Nathaniel hätte die Geschichte gerne gehört, aber ihm war bewusst, dass es auffällig gewesen wäre.
Er war nur ein Diener und noch dazu einer, der gerade nichts an diesem Ort zu suchen hatte.
Also verließ er stumm den Raum, darauf hoffend, dass Lian ihm die Geschichte eines Tages erzählen würde.
Centis indes war aus ganz eigenen Gründen interessiert daran, dass die Geschichte erzählt wurde.
Nicht, weil ihn der Inhalt brennend interessierte, sondern weil es Garalends Streit mit der Lady Kiansola Einhalt gebot und ihm selbst die Möglichkeit gab, seine Mitschrift zu vervollständigen und noch Notizen zu ergänzen.
Er hätte nie für möglich gehalten, dass eine solch vornehme Dame und ein derart schüchterner Schneider über ein Thema so leidenschaftlich und wild debattieren konnten ...
"Ich fand es aber immer noch beeindruckend, wie du es geschafft hast, unseren Großvater mit nichts als einem unschuldigen Lächeln zu besänftigen." Lian machte keine Anstalt näher auf den Inhalt der Geschichte einzugehen, grinste nur breit. Seltsam, wie sehr er den Schlagabtausch mit seiner Schwester genoss.
"Im Herzen war unser Großvater wohl ein sanftmütiger Mann."
Adastreia schenkte ihrem Bruder ein Lächeln von genau der Art, welche er soeben beschrieben hatte.
Ihr Großvater musste es gewusst haben.
Dass sie mehr war als nur Oromes Kindheitsfreundin, dass sie die verstoßene Schwester gewesen war.
Er hatte es ihr nie offen gesagt, doch wenn sie zurückblickte, wurde ihr bewusst, dass die Art, wie Trevelyan sie behandelt hatte, nicht der entsprach, wie ein Lehrer mit seiner Schülerin umging. Fürsorglicher, väterlicher.
"Vor allem aber stur." Lian schüttelte den Kopf und sah dann auf die Liste hinab, jene, die Nathaniel ihm gegeben hatte. Ein Anker um in der Realität zu bleiben. "Meinst du, er hat es gewusst?"
"Er muss es gewusst haben.
Er war ein kluger Mann. Und aufmerksam."
Adastreias Blick war nachdenklich, das Kleid ihrer baldigen Schwägerin war beinahe vergessen.
Zumindest nahm es nicht länger ihre Aufmerksamkeit ein.
"Ich kann mir nicht vorstellen, dass er nichts wusste."
"Hm." Die Aufmerksamkeit von Lian wurde unterbrochen, als Garalend sacht am Ärmel von Adastreia zupfte, sie auf das Mieder des Kleides aufmerksam machte, dort wo er neue Stoffe als Probe angeheftet hatte.
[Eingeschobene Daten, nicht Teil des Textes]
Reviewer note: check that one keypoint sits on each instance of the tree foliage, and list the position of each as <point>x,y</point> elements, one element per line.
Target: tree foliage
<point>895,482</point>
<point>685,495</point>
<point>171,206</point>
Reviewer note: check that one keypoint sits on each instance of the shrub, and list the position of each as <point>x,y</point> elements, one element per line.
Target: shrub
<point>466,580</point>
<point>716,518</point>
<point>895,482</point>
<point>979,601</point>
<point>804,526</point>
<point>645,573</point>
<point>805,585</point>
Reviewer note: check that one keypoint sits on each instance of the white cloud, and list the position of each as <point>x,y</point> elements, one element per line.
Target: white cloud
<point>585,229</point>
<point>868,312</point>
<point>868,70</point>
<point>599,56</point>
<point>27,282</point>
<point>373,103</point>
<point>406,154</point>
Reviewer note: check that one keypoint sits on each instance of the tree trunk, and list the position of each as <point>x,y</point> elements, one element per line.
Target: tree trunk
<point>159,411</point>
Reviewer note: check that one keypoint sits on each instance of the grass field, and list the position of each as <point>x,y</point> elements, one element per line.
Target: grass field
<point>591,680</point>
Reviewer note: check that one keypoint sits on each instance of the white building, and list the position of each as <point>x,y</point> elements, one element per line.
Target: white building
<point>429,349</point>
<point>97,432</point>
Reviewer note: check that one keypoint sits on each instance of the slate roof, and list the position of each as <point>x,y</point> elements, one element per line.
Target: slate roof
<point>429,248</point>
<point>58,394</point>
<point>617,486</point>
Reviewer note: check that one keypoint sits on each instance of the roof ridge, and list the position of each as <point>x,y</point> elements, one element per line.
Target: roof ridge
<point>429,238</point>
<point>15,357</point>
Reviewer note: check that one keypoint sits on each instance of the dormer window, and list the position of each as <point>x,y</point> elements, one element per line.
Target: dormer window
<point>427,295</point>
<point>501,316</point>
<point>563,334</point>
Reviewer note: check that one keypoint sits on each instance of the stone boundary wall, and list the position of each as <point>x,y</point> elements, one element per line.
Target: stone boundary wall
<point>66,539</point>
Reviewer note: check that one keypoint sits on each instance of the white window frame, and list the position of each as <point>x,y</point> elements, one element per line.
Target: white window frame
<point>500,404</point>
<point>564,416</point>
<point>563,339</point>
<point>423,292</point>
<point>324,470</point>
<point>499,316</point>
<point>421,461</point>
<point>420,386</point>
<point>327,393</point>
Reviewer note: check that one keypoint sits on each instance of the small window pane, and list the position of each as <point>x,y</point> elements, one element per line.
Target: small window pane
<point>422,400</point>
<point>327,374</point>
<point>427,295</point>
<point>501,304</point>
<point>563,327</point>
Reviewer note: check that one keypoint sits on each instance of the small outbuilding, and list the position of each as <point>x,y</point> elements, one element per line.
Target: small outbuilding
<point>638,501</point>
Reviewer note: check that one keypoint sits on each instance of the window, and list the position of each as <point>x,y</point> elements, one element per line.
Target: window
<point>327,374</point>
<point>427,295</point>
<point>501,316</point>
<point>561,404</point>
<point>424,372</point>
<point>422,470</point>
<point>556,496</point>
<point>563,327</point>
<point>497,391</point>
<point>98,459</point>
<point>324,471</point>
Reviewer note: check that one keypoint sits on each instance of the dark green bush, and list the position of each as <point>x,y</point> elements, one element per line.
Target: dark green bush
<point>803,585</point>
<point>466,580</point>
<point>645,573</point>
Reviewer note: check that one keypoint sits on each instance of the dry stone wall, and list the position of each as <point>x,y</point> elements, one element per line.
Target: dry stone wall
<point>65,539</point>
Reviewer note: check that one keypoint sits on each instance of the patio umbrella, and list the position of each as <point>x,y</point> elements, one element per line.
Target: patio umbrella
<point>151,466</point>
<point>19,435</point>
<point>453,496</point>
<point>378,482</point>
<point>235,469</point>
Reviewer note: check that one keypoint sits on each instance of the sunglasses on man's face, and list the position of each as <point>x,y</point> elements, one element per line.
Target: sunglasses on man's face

Niamh musste sich große Mühe geben, ihr Gewicht nicht unruhig von einem Bein aufs andere zu verlagern und stattdessen stillzuhalten, während Adastreia und Garalend sich über ihre Taille beratschlagten und anscheinend nach Wegen suchten, sie noch schmaler erscheinen zu lassen. Wenigstens schienen sie sich auf Farben geeinigt zu haben, auf Weiß und einen Grünton, den sie vermutlich nicht einmal korrekt benennen konnte.
"Wird mein lieber Bräutigam ähnlich gekleidet sein?"
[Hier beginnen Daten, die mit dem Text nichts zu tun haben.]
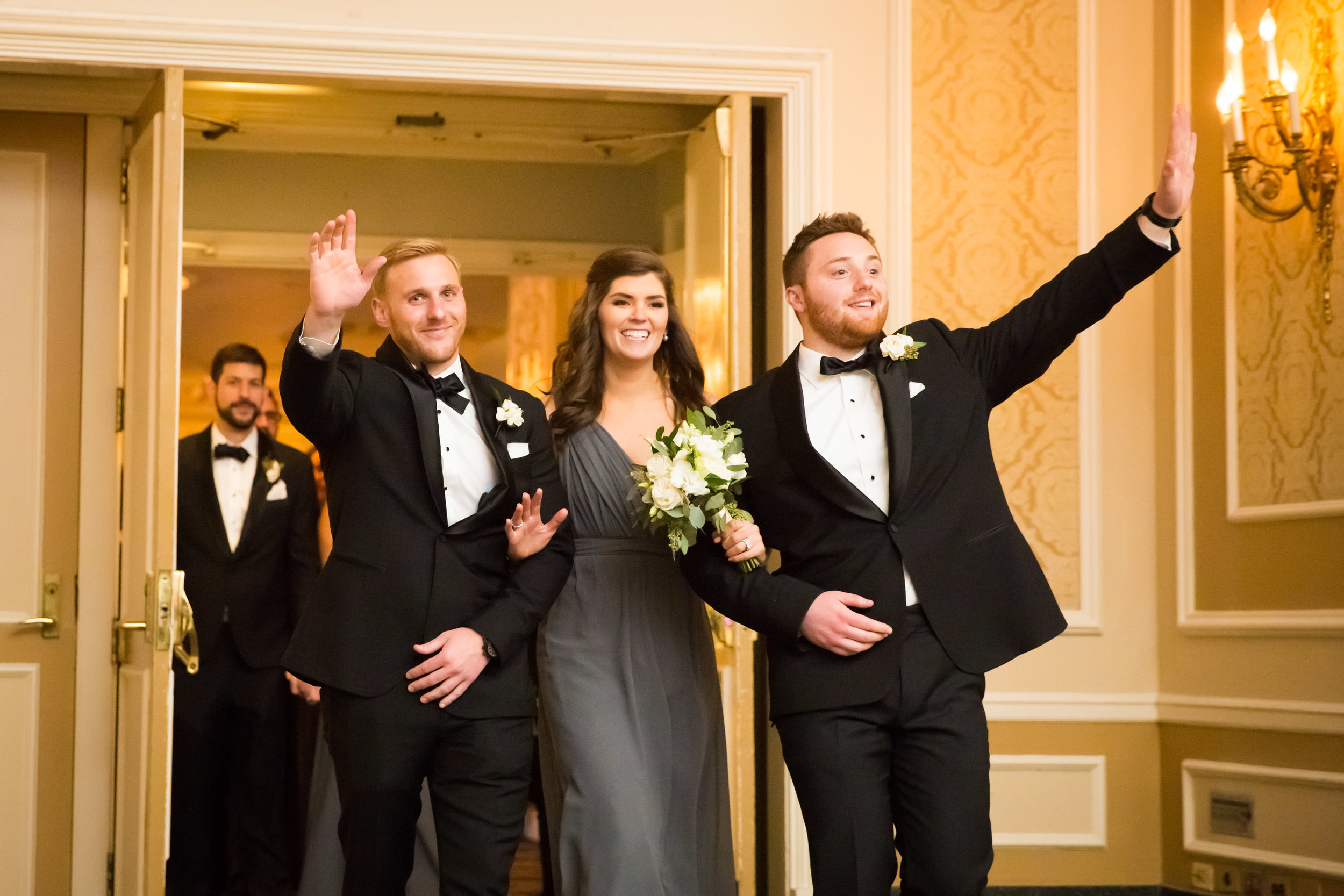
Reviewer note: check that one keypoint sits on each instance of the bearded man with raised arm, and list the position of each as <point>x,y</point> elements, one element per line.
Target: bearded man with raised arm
<point>417,632</point>
<point>904,575</point>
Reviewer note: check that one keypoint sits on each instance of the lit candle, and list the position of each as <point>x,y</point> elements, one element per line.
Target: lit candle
<point>1295,113</point>
<point>1234,46</point>
<point>1268,31</point>
<point>1225,108</point>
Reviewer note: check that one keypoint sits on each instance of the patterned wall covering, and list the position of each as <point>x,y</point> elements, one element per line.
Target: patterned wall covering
<point>1289,364</point>
<point>996,216</point>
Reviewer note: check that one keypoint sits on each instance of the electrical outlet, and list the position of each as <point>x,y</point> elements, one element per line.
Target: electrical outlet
<point>1202,876</point>
<point>1227,879</point>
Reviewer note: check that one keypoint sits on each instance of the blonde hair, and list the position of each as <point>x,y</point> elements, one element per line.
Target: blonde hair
<point>405,250</point>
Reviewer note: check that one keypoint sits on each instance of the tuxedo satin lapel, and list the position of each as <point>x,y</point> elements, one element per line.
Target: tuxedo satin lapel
<point>792,428</point>
<point>257,500</point>
<point>485,402</point>
<point>426,421</point>
<point>209,496</point>
<point>894,386</point>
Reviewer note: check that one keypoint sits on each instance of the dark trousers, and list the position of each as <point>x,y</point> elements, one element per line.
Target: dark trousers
<point>479,773</point>
<point>229,771</point>
<point>917,759</point>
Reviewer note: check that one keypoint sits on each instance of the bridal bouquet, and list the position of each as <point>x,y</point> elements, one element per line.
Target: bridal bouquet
<point>694,476</point>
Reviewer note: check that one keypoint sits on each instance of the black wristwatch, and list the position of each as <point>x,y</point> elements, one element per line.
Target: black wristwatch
<point>1147,211</point>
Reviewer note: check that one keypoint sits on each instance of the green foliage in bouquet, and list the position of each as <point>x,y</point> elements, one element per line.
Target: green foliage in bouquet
<point>694,477</point>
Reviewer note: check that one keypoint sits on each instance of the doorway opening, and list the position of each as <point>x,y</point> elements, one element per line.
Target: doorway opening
<point>526,189</point>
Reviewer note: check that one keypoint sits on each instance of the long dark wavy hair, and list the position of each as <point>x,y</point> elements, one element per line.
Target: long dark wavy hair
<point>578,378</point>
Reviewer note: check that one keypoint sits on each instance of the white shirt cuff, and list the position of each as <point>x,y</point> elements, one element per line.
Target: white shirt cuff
<point>1160,235</point>
<point>316,347</point>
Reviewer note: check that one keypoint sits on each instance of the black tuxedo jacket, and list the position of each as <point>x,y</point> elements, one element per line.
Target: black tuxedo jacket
<point>949,523</point>
<point>398,572</point>
<point>268,579</point>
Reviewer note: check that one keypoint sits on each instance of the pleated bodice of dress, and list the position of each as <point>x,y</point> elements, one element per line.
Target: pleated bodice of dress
<point>633,754</point>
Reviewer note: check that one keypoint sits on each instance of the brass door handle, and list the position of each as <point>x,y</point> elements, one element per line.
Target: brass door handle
<point>186,645</point>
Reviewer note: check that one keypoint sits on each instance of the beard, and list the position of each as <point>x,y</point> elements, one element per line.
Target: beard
<point>837,327</point>
<point>241,414</point>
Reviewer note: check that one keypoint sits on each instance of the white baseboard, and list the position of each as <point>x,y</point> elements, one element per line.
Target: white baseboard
<point>1305,716</point>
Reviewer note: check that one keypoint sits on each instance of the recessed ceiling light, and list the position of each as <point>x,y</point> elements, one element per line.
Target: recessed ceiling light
<point>252,87</point>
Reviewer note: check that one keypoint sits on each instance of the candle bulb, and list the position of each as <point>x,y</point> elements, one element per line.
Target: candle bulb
<point>1295,112</point>
<point>1234,46</point>
<point>1268,28</point>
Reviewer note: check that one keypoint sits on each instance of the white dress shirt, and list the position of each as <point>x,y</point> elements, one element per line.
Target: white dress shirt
<point>233,481</point>
<point>468,464</point>
<point>469,469</point>
<point>847,428</point>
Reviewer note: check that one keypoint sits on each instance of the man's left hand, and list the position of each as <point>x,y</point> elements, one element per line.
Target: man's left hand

"Bring sie nicht noch auf Ideen!" Lians panischer Tonfall war nur teilweise gespielt. Denn in Garalends Augen war bereits dieses Glitzern aufgetreten, das sich auch in Adastreias befand. Sobald die beiden - diese Moderaubtiere - ihren Hunger an Niamh gestillt hatten, war er der nächste.
"Oh, sei kein Spielverderber, Lian", antwortete Niamh und verdrehte in gespielter Enttäuschung die Augen. "Wenn ich schon so einen schönen Mann heirate, soll er doch auch schön angezogen sein."
Zumindest wird es ein Anblick für die Göttinnen sein, wenn er so dasteht und an sich werkeln lassen muss ...
"Ha, ich habe Jahre damit verbracht still zu stehen und mich von Nadeln piksen zu lassen." Lian verschränkte die Arme vor der Brust, lachte dann auf, als Garalend empört über einen Kommentar von Adastreia die Luft ausstieß.
"Na, dann bist du es ja schon gewohnt."
Niamh blickte an sich herab und fügte hinzu:
"Außerdem kannst du dich nicht beschweren.
Ich glaube nicht, dass sie dir auch so ein Kleid nähen werden."
"Nein, vermutlich nicht." Sich durch das Kurze Haar streichend grinste Lian seine Schwester an. "Wir könnten natürlich auch Ada auf dieses Podest setzen."
"Ich will nicht versuchen, die Braut in den Schatten zu stellen", gab Adastreia bescheiden zurück.
"Allerdings würde ich mich über neue Gewandung sehr freuen."
Sie lächelte.
"Vorrang sollt aber ihr beide haben, schließlich sind eure Kleider für einen einmaligen Tag, während ich mich kleiden kann, wie ich es schon oft getan habe."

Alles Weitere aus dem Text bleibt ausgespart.